In Chicago, this comes at a time when the mayor in particular is especially weakened. Brandon Johnson has very little support from his own communities, except for the teacher's union of course. What he, as do all Democrats, failed to realize is that people of color do not vote in a stereotypical, caricatured, lockstep fashion. African Americans are particularly unsupportive of Chicago’s sanctuary policy that puts non-citizens ahead of them.
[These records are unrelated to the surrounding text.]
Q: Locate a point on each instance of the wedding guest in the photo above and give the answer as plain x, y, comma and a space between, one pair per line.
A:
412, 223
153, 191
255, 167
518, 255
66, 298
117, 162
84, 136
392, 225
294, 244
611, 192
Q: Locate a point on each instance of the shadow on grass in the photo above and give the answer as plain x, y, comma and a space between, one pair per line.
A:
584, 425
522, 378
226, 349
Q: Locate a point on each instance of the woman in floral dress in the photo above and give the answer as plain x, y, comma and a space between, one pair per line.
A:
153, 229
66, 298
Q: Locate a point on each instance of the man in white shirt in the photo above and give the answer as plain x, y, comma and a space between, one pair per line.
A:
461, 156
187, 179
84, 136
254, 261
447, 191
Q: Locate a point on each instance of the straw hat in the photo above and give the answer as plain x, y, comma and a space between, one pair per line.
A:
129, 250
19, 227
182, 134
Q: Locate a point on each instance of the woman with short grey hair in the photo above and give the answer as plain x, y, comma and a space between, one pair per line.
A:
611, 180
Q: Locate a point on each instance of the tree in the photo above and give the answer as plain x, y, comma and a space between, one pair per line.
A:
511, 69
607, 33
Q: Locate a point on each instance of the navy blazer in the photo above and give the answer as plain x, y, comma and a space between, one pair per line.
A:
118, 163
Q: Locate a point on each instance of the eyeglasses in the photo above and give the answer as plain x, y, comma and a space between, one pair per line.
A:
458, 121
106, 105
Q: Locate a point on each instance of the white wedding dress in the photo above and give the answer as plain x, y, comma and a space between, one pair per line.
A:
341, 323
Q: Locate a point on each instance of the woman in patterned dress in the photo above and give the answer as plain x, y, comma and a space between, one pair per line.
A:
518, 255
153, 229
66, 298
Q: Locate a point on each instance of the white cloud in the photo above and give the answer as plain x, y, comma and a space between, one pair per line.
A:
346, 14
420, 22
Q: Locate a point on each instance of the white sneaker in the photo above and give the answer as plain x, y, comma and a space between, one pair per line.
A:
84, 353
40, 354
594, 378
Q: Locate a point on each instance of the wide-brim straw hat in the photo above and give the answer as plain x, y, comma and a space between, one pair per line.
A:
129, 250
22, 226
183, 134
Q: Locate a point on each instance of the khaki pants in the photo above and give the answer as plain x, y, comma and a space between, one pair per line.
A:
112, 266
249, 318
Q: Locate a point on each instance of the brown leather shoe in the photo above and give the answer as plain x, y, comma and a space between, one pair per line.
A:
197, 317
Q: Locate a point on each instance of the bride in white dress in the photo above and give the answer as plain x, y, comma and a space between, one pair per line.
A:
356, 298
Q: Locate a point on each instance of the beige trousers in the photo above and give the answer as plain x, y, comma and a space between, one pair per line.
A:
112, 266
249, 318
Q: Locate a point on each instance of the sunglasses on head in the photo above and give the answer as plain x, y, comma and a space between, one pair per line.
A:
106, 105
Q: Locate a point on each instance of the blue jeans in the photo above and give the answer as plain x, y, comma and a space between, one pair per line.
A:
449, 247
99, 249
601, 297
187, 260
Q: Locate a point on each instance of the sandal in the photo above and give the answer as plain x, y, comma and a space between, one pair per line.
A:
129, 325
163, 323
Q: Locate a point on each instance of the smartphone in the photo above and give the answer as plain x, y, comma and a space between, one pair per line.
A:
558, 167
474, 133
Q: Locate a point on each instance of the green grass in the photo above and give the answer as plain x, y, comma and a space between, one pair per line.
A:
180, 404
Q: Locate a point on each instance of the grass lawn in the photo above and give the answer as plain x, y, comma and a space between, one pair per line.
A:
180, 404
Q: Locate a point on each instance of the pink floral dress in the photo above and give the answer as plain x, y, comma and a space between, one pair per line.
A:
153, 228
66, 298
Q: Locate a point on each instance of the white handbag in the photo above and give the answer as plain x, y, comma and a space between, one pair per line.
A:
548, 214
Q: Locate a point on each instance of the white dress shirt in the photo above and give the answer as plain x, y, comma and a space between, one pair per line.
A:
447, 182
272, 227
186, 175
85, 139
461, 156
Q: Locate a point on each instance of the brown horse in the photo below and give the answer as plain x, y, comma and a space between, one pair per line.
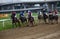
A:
15, 21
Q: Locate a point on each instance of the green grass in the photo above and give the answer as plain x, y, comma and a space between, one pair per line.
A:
8, 24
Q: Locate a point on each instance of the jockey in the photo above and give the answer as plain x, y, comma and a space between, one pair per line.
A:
29, 13
21, 14
14, 14
55, 12
50, 13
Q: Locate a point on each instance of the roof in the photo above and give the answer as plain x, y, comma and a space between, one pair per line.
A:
3, 2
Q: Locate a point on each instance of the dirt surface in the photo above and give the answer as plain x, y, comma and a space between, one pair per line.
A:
36, 32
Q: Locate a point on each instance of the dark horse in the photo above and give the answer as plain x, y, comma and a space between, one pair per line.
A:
31, 20
15, 20
23, 19
39, 18
55, 18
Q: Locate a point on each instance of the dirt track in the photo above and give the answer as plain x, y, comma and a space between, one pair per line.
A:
30, 32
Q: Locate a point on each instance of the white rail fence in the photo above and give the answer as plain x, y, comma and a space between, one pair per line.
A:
3, 21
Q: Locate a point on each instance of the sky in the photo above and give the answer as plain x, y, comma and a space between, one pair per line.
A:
12, 1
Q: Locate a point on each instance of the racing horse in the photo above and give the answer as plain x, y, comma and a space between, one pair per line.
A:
15, 20
40, 16
55, 16
23, 19
31, 20
45, 15
51, 17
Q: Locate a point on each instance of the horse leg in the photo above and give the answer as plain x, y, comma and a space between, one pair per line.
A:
19, 23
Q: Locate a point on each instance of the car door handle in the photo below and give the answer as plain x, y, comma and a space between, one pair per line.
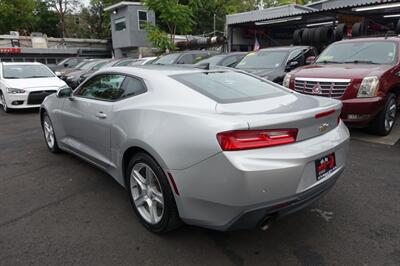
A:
101, 115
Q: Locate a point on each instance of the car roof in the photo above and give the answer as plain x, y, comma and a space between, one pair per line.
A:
162, 70
285, 48
21, 63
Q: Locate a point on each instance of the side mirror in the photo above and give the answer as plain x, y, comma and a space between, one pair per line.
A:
310, 60
64, 92
292, 65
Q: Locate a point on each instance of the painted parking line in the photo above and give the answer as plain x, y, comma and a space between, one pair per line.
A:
391, 139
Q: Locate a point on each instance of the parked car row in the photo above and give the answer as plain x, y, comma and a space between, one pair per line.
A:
360, 72
186, 141
363, 73
245, 126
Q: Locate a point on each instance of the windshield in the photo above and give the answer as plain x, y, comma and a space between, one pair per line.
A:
63, 62
89, 65
26, 72
359, 52
213, 61
81, 65
263, 59
229, 87
99, 65
167, 59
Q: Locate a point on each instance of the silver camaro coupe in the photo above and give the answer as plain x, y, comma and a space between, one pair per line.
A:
214, 148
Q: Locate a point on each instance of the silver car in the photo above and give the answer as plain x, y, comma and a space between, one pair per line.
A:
214, 148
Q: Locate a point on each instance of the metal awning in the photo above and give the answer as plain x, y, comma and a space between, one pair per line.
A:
267, 14
293, 10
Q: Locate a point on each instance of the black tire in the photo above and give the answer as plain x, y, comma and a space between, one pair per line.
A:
54, 147
379, 125
170, 218
324, 35
398, 27
307, 36
3, 103
358, 29
297, 37
340, 32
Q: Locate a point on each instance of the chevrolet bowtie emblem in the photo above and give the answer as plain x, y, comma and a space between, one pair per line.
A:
324, 127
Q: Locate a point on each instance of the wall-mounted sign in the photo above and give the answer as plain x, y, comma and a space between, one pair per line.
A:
11, 50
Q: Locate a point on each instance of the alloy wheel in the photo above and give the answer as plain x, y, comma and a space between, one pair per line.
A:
390, 115
48, 132
147, 193
3, 102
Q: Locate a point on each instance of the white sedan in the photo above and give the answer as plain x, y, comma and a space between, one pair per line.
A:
26, 85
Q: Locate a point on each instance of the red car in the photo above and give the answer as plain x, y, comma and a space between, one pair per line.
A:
363, 73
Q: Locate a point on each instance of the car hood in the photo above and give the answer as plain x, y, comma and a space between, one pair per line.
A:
33, 83
346, 71
261, 72
76, 73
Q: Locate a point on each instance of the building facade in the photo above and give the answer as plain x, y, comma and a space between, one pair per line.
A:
128, 21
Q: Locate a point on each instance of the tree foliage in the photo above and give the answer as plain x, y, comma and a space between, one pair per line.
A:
68, 18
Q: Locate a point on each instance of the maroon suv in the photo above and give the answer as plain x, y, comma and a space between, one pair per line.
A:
363, 73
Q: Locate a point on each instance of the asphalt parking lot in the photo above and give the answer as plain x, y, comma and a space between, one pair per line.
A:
59, 210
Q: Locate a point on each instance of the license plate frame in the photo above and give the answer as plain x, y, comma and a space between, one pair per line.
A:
324, 166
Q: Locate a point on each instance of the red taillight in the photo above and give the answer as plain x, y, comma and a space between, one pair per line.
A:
254, 139
323, 114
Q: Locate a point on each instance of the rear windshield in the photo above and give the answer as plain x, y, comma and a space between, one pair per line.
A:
229, 87
26, 72
359, 52
168, 59
263, 59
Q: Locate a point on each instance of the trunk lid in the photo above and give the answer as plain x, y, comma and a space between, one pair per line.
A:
289, 111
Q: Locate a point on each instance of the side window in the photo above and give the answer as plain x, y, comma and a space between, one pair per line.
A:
297, 56
102, 87
131, 87
186, 59
310, 52
199, 57
72, 62
230, 61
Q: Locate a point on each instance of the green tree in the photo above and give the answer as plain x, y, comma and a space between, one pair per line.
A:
17, 15
177, 18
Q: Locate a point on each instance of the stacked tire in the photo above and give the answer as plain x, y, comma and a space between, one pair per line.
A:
313, 36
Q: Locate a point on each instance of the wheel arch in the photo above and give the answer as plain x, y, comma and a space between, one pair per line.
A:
396, 90
41, 113
131, 150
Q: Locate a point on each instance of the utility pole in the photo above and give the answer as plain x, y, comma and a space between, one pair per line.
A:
215, 17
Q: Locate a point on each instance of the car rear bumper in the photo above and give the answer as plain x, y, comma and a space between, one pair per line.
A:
360, 111
236, 190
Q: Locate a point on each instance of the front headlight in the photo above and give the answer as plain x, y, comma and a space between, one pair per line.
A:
15, 91
286, 80
368, 87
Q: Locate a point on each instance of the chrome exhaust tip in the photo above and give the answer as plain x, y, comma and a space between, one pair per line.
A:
267, 222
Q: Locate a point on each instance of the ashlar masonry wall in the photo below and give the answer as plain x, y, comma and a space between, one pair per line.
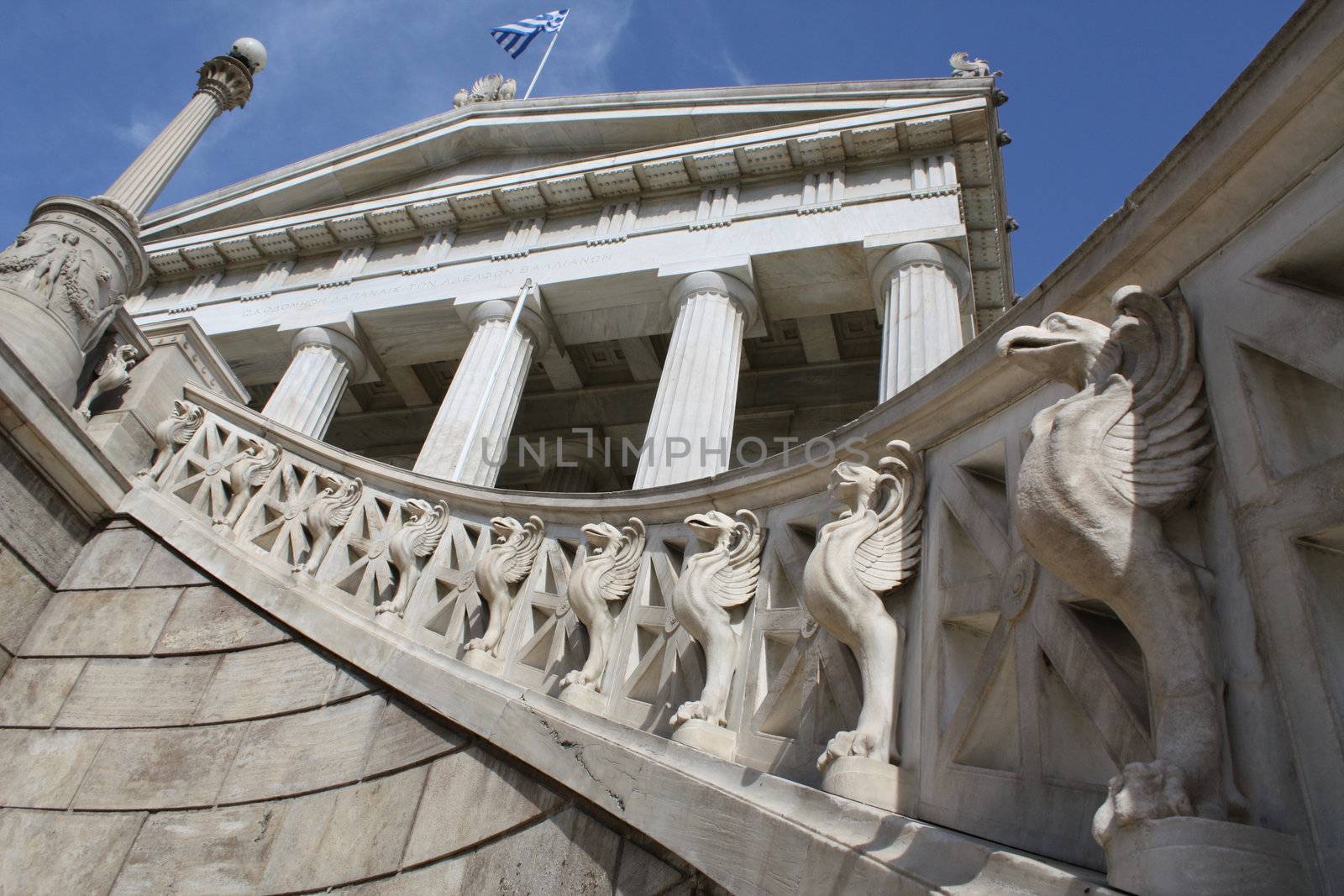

Many Hispanic citizens are not at all supportive of bringing in large numbers of asylum seekers without proper vetting through due process, as was the case in the first Trump administration, but was changed by virtual administrative fiat by the Biden administration as sort of a knee-jerk reaction to Trump.

Johnson’s weakness was illustrated in dollars and cents by a Chicago Tribune article over the weekend that indicated he has raised a very paltry sum of money, according to his campaign records at least, even though the campaign claims to have raised something in the neighborhood of $200,000. So, either his record keeping is bad or his fundraising is bad, or maybe both — one never knows what the truth is when one relies on quotations from Chairman Johnson.

Democrats up and down the ticket are weak at this point. Chicago's mayor has a 14 percent approval rating, the worst in recorded history. The teacher’s union president, the notorious SDG (Stacey Davis Gates), recently made appalling comments comparing the Hispanic CEO of Chicago Public Schools to a special-ed student, which is the kind of insult referring to the neediest of students in the system that one would expect Democrats to put in the mouth of Trump. She apologized rapidly of course, but her apology was not accepted by the parents of kids with disabilities who are particularly sensitive to this sort of tasteless joke.

At the county level, Toni Preckwinkle is also weak, having just had her incumbent State’s Attorney Kim Foxx forced to resign and her hand-picked successor, who was worse than Foxx if that's possible, rejected by her own party's voters. Now there's a new sheriff in town. State’s Attorney Eileen O'Neill Burke is reversing the policies of her Soros-funded predecessor.

At the state level, JB Pritzker only carried Illinois for the nearly departed Joe Biden by 11 percentage points, a very disappointing result based on the recent electoral history, which showed regrettable blue dominance.

So, as they gird for battle with a very strong Trump administration full of enthusiasm and determination, Democrats are weak at every level.

Perhaps that's one reason why the Trump administration picked them out as an example. The other of course is the conservative media has made a poster boy for progressivism out of Chicago, notably Fox News, which has the highest ratings of any cable news network in the country.

So it will be fascinating TV viewing next week. We have an all-Midwest national championship in college football pitting the Fighting Irish of Notre Dame against the Ohio State Buckeyes, the inauguration (which has been moved indoors, ostensibly because of the cold but perhaps to minimize the risk of assassination by the violent left), and we have the national championship of the forces of sanctuary versus the forces of deportation.

Unlike the national championship, the bookies don't place odds on Tuesday’s events, and this writer finds it difficult to handicap as well. It seems to me that the administration is bound and determined to get this done, and history shows that betting against the power of the federal government is a poor idea, so I would have to bet that the feds will get the job done to some extent at least.

The atmosphere does have some echoes of the confederate seizure of Fort Sumter that began the civil war, although the political polarity is somewhat reversed. The notion of Illinois State Police, Cook County Sheriff's Police, and the Chicago Police Department standing against federal ICE officers is both jarring and chilling. It also raises the specter of the potential mutiny of said officers in the face of clearly legal federal efforts to enforce federal law.